I tried to pseudo localize menu items in navigator.xul to Japanese by putting encoding either "UTF-8", "ISO-10646-UCS-2" or "Shift_JIS" in text declaration with menu items in encoded Japanese text. It failed and menu items displayed in garbages with 3.18.99 M3 Windows build on Japanese NT 4.0.
reassigned to saari as p3 for m5
Gerardo, How did you do this? Did you use <META Content-Type ... charset= ...>? By default XUL should use UTF-8. My understanding is that all our .xul files used in 5.0 will be UTF-8 encoded. But you are correct, a XUL content developer should be able to use other charset encodings.
Ignore my previous comments. Let me start again. Ray (not Gerardo), How did you do this? Did you use (XML syntax, not HTML syntax): <?xml encoding='IANA-charset-name'?> [Ray told me he did.] 2 things are required: (1) By default, XML assumes the charset encoding is either UCS-16 or UTF-8 based upon the presence or not of a Byte-Order-Mark (BOM). If the data is in UTF-8, we need to convert to UCS-16. (The UTF-8 to UCS-2 converter is part of M4. Pre-5.0 Communicator has code to check for BOM.) (2) For other charset encodings, we must be able to parse <?xml encoding='IANA-charset-name'?> and call the appropriate Unicode converter Part (1) is needed for M4 and part (2) could wait for M5. See reference: http://www.w3.org/TR/1998/REC-xml-19980210#charencoding
I have <?xml encoding='UTF-8'?> in the first line of my XUL file. I also have Japanese text encoded in UTF-8 in menu items.
Add nisheeth to cc list since he own EXPAT integration. Saari, I have no idea why this bug assign to you. If you think you should not own this bug, reassign this to nisheeth.
Reassigning to nisheeth
*** This bug has been marked as a duplicate of 4463 ***
Bug 4431 is not a duplicate of 4463. 4463 is for default encoding but 4431 is for general encoding. Currently if I put Shift_JIS encoding with Shift JIS text, it crashes. I tested it with 4/26 build on Japanese NT 4.0.
Suumarizing the new status of this bug: The expat XML parser needs to parse <?xml encoding=...?> and then call the approprate charset converter
Setting component to XML and milestone to M6...
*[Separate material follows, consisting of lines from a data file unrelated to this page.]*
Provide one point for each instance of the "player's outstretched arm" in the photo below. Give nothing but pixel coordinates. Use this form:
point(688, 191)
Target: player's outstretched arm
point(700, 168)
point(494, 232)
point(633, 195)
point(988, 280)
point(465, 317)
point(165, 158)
Moving non-crasher XML bugs to M7...
I've spoken to Harish and Frank about this. We will implement this using the observer mechanism we already have in place for META tags. Harish implemented the META tag mechanism and is ready to extend that to include observation of XML PIs. I'm re-assigning the bug to him and setting the milestone to M8... Specifically, an observer will register an interest in the <?xml ?> PI and will get notified by the parser when that PI is encountered. The observer can then check for the encoding attribute and tell the webshell to reload the document with a new charset, if necessary.
Have a fix but will not be checking in until M9. Need time for verification. Setting to M9.
Do you need some test cases? IQA may be able to assist.
Fix is in. Now, the observers can register for <?xml ?> PI and will get notified by the parser when that PI is encountered. Marking the bug fixed.
Ray, can you verify that this got fiexed for M9?
harishd, I though you didn't fix this and we decide to use another way to handle this. Should we reopen this bug and assign it to me (ftang) ?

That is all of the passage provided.